Covert Surveillance in the Workplace

January 19, 2018, By

The European Court of Human Rights in Lopez Ribalda & Ors v Spain recently held that covert camera surveillance at work breaches the ECHR Article 8 right to privacy.

In this case, a supermarket installed both visible and hidden surveillance cameras to address suspected theft. Workers were only told about the visible cameras and not those that were hidden from view. Covert images recovered on the hidden cameras recorded instances of employees stealing items from the supermarket and several employees were dismissed using these covert images as evidence. The dismissed employees claimed there had been a breach of Article 8 and their data protection rights.

At first instance, a Spanish court held that the installation of covert surveillance cameras was a justified, appropriate, necessary and proportionate measure to try to combat theft.

On appeal the European Court of Human Rights disagreed and found that the right to privacy under Article 8 had been violated. It was stated that video surveillance in the workplace is a considerable intrusion into private life and that personal data extends to personal appearance.

The General Data Protection Regulation ((EU) 2016/679) (GDPR) defines personal data as “any information relating to a data subject” (Article 4(1)).

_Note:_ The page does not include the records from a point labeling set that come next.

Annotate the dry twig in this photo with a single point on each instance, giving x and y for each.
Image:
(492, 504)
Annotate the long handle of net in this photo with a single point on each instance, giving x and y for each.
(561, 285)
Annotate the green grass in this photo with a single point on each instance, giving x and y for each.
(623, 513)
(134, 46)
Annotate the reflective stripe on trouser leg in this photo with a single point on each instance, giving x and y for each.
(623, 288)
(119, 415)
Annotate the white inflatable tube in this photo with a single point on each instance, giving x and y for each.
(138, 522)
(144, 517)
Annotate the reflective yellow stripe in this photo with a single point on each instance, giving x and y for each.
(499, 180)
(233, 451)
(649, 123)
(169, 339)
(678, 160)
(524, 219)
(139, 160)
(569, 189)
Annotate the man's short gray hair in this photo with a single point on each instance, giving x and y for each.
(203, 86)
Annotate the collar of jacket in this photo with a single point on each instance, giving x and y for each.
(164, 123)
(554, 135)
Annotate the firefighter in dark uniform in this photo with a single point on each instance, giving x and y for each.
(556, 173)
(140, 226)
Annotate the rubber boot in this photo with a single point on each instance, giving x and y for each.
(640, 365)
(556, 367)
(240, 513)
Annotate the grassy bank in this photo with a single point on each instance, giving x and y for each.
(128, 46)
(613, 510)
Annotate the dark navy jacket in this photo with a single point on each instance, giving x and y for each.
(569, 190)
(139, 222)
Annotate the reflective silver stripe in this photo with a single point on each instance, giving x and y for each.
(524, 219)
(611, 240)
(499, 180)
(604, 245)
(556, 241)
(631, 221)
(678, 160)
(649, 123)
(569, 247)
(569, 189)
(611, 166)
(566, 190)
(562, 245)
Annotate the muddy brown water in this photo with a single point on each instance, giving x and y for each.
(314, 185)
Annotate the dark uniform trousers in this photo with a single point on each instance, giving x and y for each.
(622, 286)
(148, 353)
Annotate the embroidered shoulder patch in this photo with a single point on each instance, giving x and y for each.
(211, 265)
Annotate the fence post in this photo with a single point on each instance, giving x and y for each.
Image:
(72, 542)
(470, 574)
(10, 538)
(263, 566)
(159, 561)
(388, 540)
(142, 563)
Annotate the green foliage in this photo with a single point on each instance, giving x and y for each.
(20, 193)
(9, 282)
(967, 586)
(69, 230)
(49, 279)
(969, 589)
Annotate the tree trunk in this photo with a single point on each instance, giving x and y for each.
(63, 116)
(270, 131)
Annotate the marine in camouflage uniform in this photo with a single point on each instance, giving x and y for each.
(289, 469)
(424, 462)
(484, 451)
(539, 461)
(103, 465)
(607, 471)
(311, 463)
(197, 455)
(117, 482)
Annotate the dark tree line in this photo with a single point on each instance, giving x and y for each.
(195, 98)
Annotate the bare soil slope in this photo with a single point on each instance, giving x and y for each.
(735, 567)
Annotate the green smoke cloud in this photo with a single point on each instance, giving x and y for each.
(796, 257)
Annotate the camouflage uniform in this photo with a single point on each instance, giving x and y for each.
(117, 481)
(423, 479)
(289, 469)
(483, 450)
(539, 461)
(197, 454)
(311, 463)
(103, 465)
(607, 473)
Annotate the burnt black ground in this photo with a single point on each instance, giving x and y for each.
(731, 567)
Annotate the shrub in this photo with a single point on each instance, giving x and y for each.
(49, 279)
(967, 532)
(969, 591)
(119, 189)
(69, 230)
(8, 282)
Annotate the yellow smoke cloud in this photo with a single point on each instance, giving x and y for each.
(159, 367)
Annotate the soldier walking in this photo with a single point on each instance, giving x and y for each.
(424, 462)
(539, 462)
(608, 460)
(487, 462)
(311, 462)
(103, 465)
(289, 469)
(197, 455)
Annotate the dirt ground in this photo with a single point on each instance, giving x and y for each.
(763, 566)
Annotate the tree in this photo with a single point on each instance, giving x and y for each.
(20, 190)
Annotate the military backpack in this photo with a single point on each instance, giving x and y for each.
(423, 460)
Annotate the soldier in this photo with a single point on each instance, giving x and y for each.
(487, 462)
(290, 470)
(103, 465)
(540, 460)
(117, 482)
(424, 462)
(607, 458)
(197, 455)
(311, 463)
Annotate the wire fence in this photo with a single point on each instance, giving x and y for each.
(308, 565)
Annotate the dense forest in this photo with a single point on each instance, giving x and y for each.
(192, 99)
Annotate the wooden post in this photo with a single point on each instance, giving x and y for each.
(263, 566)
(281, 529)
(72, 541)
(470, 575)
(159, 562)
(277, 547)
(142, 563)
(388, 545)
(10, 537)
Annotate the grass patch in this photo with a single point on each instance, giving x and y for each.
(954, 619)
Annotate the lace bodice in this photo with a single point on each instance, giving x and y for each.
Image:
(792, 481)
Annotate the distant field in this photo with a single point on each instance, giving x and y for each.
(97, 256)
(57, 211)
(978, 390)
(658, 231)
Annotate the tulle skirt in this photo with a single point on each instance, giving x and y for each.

A data subject is the identified or identifiable person to whom the personal data relates.

A person is identifiable if he or she “can be identified, directly or indirectly, in particular by reference to an identifier such as a name, an identification number, location data, an online identifier or to one or more factors specific to the physical, physiological, genetic, mental, economic, cultural or social identity” of that person (Article 4(1), GDPR).

Furthermore, to comply with data protection laws, employees must be “explicitly, precisely and unambiguously“: –

  • informed of the existence of a personal data file, which in this case was the covert recording of the employees at work;
  • have confirmation regarding how that data will be processed;
  • have confirmation of the purpose for collection of that data; and
  • have confirmation of the recipients of that data.

In this case it was found that a fair balance between the right of the supermarket to take measures to prevent theft and the right of its employees to a private life in terms of the personal data collected by the supermarket had not been struck.